Viu todos os monstros infernais sendo derrotados, mas deixando os dois em estado precário, quando pretendiam partir contra o Bruxo foram surpreendidos por um Troll e dois Filhos de Gaia do Totem dos felinos, o Troll tinha dois metros e meio de altura e uma força descomunal, não parava de arremessar pedras enormes contra os dois, os filhos de Gaia, um tigre e uma pantera, faziam estragos com ataques rápidos e precisos, levaram poucos segundos para fazer com que os escudos não funcionassem mais. Então os três atacaram de uma vez, Franco se colocou a frente retirando uma adaga de dentro do sobretudo sob olhar aterrorizado de Melissa, Franco cravou a adaga no peito em meio a um encantamento, houve uma grande explosão que matou os dois filhos de Gaia e o Troll e ainda o próprio Franco.
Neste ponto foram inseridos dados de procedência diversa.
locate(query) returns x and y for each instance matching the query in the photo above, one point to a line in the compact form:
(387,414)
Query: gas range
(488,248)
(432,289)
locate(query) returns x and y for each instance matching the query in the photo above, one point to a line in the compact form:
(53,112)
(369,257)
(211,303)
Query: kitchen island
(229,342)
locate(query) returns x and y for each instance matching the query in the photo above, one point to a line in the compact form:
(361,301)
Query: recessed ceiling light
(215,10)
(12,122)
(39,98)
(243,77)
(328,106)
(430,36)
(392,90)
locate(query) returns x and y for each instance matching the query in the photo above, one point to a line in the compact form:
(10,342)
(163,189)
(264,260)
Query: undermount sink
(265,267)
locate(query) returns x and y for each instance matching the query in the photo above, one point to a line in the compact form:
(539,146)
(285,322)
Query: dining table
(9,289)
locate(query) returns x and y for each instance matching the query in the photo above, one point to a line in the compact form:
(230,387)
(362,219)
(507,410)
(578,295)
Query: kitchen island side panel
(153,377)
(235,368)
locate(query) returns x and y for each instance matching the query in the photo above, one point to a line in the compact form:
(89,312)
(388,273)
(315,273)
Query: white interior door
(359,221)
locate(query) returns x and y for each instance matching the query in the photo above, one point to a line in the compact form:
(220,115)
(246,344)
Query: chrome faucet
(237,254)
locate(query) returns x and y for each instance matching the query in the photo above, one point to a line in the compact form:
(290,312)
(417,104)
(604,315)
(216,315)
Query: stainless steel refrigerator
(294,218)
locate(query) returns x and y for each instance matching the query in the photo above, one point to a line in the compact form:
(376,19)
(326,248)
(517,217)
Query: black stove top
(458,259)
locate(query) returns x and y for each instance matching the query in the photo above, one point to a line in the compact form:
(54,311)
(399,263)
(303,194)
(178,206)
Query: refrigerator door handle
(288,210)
Melissa levantou-se chorando tentou um tele transporte, mas não teve sucesso, o local fora com certeza bloqueado para esse tipo de truque, preparava-se para fugir correndo quando foi atingida por uma lança que lhe atravessou o peito, ela bambeou um instante e por fim caiu de joelhos tentando não perder a consciência. O bruxo aproximou-se dela e segurou seu queixo, fez com que ela olhasse para cima e visse seu rosto.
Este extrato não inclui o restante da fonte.